Lakota author Richard Twiss visited Belmont this morning, bringing with him a personal mantra that he asked the full Neely Dining Hall audience to repeat: “I am ethnocentric, narrow-minded and have limited vision.” (Click here to view the photo gallery from this event.)
Twiss is the co-founder of Wiconi International, a nonprofit Christian organization that seeks to provide assistance to Native Americans, as well as the author of One Church, Many Tribes, a book that examines how studying First Nations Christ followers can teach new ways of living with nature and one another. His “mantra” seeks to challenge individuals to recognize their own cultural biases and to open their minds to seeing God from Native perspectives.
Twiss shared the story of his own transformation from a drug user who hated Christians to a man who “experienced peace that can’t be humanly comprehended.” After overdosing on mushrooms in 1974 while living in Maui, Twiss noted that God was made known to him one day on the beach. “Even though Jesus looked a lot like Captain Jack Sparrow at the time, I’m pretty sure it was still Jesus.”
Inspired by the Sermon on the Mount, Twiss began to realize that God wasn’t represented by the Christians he had formerly encountered or that his family had suffered from on the reservations and in boarding schools. Instead, he began to see God through the eyes of his own cultural background. “The Bible gives him all kinds of Indian names: Bright and Morning Star, Lily of the Valley, Chief Cornerstone… God was speaking to the Lakota, the Cherokee, Shawnee [and other tribes] long before we discovered Christopher Columbus drifting around in the ocean.”
Twiss concluded his talk by challenging his listeners, “All of you have prayers to dance. In what ways are you allowing yourself to be challenged to see God as bigger than you think?”

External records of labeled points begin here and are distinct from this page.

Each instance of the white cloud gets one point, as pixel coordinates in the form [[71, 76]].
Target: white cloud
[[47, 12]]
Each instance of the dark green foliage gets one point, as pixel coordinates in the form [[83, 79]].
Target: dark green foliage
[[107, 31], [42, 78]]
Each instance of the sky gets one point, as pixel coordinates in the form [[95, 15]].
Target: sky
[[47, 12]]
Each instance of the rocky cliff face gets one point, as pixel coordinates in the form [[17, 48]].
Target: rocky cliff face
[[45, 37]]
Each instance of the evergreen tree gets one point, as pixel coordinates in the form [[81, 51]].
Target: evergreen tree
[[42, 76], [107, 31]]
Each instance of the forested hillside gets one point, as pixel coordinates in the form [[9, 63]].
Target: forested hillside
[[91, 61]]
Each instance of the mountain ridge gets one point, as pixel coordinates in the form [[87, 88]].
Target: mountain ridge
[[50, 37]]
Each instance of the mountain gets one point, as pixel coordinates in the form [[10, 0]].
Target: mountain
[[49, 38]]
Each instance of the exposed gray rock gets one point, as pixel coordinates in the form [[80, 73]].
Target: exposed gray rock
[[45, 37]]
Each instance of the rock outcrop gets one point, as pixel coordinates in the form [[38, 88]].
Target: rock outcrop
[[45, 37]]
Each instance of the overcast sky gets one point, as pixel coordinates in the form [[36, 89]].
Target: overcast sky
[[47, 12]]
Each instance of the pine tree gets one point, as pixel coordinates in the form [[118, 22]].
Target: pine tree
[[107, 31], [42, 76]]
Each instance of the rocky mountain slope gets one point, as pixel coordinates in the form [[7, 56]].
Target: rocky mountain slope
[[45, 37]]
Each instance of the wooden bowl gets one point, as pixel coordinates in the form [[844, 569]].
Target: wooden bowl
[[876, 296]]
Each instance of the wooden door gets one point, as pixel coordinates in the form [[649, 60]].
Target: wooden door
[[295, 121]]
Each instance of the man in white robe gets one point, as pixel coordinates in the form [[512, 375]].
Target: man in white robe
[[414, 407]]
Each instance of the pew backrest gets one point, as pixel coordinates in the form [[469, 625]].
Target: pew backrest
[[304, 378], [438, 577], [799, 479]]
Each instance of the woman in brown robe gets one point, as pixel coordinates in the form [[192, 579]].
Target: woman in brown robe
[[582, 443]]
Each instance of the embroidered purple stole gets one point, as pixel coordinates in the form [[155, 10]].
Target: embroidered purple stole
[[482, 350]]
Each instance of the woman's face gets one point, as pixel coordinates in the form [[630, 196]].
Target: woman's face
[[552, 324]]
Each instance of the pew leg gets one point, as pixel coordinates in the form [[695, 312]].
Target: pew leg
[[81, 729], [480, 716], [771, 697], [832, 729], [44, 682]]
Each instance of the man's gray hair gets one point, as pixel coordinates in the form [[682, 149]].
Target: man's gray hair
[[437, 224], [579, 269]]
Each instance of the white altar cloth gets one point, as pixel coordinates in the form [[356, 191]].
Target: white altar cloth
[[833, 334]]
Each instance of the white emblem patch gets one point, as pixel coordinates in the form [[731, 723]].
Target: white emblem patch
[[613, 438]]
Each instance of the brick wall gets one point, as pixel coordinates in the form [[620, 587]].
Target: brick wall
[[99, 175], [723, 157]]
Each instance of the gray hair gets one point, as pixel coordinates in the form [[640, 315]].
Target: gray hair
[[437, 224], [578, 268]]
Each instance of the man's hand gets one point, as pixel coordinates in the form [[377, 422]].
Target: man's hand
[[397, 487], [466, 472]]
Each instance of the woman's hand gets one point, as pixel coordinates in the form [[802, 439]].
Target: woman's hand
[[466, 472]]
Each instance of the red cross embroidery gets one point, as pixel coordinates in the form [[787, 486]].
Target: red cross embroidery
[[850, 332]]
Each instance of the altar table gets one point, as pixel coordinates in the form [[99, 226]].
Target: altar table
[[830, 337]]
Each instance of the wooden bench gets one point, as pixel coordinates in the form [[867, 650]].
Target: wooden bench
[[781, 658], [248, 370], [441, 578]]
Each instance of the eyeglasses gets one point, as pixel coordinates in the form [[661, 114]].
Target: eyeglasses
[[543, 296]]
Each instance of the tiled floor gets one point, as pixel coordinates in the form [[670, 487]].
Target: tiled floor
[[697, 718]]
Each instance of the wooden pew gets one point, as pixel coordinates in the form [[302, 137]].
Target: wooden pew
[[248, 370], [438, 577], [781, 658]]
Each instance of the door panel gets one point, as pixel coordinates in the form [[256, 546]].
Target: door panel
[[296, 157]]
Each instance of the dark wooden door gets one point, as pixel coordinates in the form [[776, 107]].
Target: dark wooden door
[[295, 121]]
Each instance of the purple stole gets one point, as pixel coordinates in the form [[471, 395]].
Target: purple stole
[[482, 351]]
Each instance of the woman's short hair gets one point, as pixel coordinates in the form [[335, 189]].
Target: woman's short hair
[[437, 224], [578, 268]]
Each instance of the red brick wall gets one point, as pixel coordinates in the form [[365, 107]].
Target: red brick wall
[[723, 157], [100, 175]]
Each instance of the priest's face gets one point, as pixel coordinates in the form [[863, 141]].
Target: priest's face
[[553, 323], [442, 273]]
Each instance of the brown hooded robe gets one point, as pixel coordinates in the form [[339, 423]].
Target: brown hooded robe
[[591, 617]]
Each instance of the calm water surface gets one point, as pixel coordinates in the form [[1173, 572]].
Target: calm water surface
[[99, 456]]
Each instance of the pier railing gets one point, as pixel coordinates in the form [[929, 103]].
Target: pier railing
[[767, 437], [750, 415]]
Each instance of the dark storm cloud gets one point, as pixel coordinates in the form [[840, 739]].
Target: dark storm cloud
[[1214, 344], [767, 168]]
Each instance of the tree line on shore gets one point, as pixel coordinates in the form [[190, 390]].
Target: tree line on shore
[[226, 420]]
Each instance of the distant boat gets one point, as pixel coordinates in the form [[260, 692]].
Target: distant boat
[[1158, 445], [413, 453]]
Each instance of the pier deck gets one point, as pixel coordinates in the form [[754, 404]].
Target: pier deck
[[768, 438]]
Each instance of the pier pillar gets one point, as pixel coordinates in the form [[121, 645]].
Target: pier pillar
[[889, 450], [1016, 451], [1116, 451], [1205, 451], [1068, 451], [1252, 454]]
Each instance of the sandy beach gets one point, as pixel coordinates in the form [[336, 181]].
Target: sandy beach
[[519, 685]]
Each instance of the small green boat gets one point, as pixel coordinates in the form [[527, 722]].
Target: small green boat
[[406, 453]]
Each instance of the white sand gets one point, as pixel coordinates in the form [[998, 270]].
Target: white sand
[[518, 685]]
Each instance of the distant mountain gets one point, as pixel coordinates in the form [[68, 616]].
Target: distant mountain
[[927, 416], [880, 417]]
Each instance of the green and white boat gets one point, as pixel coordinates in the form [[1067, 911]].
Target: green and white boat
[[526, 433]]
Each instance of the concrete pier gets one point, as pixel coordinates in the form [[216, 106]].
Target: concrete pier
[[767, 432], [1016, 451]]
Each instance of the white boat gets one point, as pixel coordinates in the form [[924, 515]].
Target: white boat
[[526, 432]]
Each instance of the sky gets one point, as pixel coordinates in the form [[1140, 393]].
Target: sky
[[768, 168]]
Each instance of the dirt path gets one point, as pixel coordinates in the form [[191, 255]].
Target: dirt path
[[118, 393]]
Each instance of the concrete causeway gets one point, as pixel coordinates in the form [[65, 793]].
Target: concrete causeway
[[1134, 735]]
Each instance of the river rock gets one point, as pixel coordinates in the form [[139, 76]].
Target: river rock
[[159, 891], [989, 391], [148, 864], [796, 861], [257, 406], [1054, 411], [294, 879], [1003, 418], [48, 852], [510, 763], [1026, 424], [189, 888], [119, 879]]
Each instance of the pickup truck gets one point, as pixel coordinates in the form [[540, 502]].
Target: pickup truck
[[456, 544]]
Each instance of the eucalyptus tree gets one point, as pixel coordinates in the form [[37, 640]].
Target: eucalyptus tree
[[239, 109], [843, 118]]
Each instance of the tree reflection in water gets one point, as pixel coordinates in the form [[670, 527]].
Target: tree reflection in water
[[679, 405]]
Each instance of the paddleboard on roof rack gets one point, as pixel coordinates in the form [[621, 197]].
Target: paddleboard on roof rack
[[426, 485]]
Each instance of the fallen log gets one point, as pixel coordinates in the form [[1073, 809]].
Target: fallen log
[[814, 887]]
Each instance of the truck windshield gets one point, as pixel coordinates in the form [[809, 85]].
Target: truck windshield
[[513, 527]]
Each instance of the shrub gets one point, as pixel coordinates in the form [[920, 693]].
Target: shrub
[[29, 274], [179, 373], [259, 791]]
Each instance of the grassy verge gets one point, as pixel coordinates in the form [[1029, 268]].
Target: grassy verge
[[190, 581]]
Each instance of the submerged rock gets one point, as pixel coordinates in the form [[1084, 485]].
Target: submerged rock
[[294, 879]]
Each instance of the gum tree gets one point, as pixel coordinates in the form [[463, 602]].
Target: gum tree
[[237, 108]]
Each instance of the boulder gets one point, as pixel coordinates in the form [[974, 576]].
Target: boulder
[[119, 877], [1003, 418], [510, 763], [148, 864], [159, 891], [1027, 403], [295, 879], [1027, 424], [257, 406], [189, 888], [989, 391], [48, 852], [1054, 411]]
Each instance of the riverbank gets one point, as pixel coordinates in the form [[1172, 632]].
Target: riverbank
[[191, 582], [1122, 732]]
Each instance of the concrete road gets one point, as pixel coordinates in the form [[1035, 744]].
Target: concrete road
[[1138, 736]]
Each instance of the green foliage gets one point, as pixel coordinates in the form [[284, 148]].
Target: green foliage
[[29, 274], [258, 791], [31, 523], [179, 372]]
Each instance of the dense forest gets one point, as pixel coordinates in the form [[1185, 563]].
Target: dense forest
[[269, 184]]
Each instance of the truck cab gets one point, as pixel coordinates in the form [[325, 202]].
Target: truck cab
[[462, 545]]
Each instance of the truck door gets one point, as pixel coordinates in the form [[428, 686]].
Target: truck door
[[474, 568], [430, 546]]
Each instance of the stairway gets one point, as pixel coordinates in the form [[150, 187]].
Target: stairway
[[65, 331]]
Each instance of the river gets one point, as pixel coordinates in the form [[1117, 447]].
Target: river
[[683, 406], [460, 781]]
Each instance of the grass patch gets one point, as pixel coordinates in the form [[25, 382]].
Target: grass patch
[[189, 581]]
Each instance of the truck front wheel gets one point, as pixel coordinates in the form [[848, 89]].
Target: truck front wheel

Co-sponsored by the Office of Spiritual Development and the College of Health Sciences and Nursing, Twiss’ appearance reflects Belmont’s deepening commitment to Native American cultural experiences. During the past 18 months, groups from Belmont have visited Pine Ridge Indian Reservation seven times for cultural awareness training, relationship building and project development, with more trips planned for 2010.